Ясюк и Кристина очутились меж двух кроватей с высоко взбитыми перинами, перед лицом адвоката, сверкавшим золотой оправой пенсне и выглядевшим при свете мутного оконца желтым и обрюзгшим.

Ясюк держался неплохо. Ему придавала смелости запылавшая в нем со вчерашнего дня ненависть к своему дяде Павлюку. Еще несколько дней назад он беседовал с ним миролюбиво и даже дружелюбно. Тогда он еще не был уверен, кто из них был прав в этом давнишнем споре. «Может, моя правда была, а может, и его правда, пускай его судит бог», — говорил он. Павлюк, с своей стороны, неплохо к нему относился. Что было, то было, но позднее он сосватал ему дочь огородника Елену, был крестным отцом его детей и несколько раз помогал ему. Сегодня же все переменилось. Усевшись в углу, Ясюк следил за дядей угрюмым, злобным взглядом. И теперь, стоя перед адвокатом, он чувствовал, что ненависть его к Павлюку сильнее овладевшей было им робости.

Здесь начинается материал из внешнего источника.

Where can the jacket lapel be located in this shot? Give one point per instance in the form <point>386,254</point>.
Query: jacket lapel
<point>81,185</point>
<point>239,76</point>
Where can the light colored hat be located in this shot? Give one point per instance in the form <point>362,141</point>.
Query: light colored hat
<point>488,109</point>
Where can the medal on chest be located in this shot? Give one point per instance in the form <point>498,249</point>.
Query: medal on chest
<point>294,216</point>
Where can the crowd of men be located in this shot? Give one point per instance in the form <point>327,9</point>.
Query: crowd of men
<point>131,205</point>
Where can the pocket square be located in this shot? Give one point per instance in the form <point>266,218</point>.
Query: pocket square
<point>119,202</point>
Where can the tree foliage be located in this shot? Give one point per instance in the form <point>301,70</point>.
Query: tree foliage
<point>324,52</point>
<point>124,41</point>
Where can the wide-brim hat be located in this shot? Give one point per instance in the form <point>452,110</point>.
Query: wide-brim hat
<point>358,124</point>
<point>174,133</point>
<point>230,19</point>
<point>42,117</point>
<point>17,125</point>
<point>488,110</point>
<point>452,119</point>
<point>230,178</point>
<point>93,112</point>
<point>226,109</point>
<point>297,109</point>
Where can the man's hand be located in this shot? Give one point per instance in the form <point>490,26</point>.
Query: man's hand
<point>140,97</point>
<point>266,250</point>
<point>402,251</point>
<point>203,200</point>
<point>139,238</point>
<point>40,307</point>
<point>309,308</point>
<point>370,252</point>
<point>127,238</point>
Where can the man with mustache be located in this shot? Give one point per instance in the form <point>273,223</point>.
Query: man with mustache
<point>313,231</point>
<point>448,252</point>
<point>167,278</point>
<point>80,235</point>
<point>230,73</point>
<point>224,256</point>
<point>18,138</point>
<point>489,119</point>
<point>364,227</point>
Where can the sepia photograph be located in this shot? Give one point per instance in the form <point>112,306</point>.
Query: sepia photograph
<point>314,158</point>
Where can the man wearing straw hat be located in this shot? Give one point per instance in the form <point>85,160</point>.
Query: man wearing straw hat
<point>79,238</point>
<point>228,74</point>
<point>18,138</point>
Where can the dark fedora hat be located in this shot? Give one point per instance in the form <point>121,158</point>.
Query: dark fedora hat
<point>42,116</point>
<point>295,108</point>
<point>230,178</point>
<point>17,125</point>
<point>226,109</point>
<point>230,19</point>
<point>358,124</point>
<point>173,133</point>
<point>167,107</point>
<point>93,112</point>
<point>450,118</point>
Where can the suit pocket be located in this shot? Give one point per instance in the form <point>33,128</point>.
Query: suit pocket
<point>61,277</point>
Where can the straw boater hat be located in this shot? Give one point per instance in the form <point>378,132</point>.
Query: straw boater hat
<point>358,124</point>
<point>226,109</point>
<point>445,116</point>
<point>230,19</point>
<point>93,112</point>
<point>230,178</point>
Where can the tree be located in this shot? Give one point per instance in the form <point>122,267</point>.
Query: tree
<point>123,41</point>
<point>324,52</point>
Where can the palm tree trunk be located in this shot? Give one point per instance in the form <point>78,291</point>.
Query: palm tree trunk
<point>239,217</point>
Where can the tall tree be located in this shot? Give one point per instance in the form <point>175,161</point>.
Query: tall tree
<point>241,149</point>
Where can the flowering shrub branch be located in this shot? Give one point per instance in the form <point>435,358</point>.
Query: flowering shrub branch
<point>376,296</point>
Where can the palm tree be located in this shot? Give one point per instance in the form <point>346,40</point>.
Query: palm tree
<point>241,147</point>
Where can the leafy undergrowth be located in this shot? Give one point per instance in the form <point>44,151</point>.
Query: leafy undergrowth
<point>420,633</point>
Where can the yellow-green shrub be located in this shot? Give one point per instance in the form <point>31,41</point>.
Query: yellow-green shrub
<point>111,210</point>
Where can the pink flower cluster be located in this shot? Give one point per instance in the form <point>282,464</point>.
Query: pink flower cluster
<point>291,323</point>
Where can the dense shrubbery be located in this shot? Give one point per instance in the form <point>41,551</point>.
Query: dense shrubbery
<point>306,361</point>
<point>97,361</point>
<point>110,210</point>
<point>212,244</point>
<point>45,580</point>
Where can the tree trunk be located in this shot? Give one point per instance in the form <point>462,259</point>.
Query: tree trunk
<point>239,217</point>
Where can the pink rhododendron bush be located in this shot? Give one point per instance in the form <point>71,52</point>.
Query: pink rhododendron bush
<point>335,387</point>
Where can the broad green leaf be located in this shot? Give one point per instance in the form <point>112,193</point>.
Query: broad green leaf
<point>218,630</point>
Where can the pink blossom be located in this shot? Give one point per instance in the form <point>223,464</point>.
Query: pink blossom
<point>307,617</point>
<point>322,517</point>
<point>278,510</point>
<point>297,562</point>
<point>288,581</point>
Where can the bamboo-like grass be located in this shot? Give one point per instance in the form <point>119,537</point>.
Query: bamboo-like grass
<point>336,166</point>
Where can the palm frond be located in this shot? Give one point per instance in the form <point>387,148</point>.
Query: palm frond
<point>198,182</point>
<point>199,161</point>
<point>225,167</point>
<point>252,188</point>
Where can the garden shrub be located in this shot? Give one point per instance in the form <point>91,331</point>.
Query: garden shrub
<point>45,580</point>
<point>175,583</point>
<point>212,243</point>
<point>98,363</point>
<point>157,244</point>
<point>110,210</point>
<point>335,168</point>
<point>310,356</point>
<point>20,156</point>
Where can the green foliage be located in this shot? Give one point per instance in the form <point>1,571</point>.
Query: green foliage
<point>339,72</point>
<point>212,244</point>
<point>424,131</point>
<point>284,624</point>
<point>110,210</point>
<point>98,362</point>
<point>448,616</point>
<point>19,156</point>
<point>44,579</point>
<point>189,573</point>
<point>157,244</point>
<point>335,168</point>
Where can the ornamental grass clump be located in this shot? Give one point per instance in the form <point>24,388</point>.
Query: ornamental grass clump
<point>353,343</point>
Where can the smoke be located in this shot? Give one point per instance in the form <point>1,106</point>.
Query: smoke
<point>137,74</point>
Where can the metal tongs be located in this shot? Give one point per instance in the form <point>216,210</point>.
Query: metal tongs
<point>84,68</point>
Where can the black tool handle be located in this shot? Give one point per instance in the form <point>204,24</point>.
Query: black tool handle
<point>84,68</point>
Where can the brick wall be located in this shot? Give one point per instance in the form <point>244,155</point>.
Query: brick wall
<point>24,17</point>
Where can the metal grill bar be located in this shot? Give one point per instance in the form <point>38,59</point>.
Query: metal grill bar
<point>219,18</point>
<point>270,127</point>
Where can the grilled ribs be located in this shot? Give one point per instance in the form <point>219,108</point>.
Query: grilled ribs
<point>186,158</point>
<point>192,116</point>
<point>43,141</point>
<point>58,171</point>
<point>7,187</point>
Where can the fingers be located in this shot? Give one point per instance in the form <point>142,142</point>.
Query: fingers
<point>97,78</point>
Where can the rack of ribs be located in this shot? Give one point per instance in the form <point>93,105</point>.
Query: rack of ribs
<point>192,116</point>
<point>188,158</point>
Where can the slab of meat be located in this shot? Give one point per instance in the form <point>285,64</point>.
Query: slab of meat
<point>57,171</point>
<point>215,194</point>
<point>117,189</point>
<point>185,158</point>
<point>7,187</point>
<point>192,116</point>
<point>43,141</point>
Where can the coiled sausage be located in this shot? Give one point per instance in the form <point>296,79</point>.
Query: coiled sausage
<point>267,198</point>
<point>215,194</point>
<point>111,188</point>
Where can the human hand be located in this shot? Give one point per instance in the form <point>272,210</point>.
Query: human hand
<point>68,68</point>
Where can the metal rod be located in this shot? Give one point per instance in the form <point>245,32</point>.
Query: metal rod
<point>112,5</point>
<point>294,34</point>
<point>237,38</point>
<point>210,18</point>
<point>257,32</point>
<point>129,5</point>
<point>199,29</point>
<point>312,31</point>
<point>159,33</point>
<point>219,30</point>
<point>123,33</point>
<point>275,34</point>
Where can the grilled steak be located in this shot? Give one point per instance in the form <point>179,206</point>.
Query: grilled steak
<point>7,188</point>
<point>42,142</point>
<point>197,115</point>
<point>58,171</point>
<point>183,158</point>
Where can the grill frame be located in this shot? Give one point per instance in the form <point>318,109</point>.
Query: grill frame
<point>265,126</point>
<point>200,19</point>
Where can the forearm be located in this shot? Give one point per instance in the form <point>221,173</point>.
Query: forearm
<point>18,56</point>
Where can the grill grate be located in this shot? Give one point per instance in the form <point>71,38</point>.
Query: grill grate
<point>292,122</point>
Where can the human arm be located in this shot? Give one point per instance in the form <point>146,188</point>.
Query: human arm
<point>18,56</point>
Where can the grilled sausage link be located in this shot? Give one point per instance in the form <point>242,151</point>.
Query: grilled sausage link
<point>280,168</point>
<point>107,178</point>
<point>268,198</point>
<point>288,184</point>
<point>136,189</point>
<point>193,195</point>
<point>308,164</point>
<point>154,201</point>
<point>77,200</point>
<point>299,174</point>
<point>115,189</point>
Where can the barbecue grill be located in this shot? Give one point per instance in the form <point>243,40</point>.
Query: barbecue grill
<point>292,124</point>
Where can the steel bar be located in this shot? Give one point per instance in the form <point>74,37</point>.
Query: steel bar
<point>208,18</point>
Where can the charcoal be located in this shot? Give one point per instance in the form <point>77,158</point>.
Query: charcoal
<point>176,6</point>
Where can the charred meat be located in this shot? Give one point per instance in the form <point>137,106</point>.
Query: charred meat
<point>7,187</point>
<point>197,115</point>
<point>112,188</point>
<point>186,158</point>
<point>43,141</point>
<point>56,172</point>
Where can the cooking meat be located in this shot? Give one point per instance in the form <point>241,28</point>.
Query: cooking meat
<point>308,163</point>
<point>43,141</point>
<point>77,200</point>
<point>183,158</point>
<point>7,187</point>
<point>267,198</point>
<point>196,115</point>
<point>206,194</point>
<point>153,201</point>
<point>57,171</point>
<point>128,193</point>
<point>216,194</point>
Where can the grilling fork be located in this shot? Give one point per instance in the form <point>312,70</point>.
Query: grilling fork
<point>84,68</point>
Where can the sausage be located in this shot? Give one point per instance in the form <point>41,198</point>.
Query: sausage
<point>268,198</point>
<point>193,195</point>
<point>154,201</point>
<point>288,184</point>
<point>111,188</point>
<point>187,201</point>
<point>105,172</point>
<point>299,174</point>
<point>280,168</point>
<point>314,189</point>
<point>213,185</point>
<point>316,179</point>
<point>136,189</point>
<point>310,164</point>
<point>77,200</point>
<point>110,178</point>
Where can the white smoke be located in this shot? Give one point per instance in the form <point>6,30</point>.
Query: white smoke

Но с Кристиной дело обстояло иначе. Очутившись перед таким почтенным паном, она буквально оцепенела от страха. Сложив руки под грудью и не спуская с Капровского полные слез глаза, она жалобным голосом проговорила:

— Не сажали меня, ясновельможный пан, подружки на дежу, не пели мне свадебных песен…

Тогда Ясюк, отстранив ее рукой, выступил вперед.

— Я, ясновельможный пан, расскажу об ее и о своем деле.

Кристина испугалась, что Ясюк не сумеет рассказать и повредит Филипку. Оттолкнув его, она воскликнула:

— Девятнадцать лет растила я своих сыночков, работала, надрывалась, постное ела.

Ясюк снова отстранил ее своей большой рукой.

— Будьте милостивы, ясновельможный пан, выслушайте.

Толкнув своего спутника в плечо, Кристина опять выступила вперед.

— Слабенький он, ясновельможный пан; с самого своего рождения был он бледненький, худенький, а потом, как привязалась к нему та горячка, что пять месяцев…

На этот раз Ясюк так сильно толкнул ее в грудь, что Кристина даже ухватилась за спинку кровати.

— Баба болтает, что ветер веет… Выслушайте, ясновельможный пан…

— Молчи, Ясюк, — подскочив, снова крикнула женщина. — Когда он народился, ясновельможный пан, то бабка сказала, что дольше трех дней жить не будет… Господь бог помог! Выжил! Читать и писать научился… Слабенький…

Капровский стоял неподвижный, как статуя, сдвинув от ярости брови и с трудом сдерживая себя. Раз Миколай рекомендовал этих людей, значит они стоили одного часа его времени. Но они даже и часа у него не отняли. Дело кончилось тем, что рассказывать стал Ясюк, а Кристина, стоя за его спиной, только всхлипывала да вставляла иногда какое-нибудь словечко.

Батрак говорил как об ее, так и о своем деле суровым тоном, не торопясь и не вдаваясь в излишние подробности.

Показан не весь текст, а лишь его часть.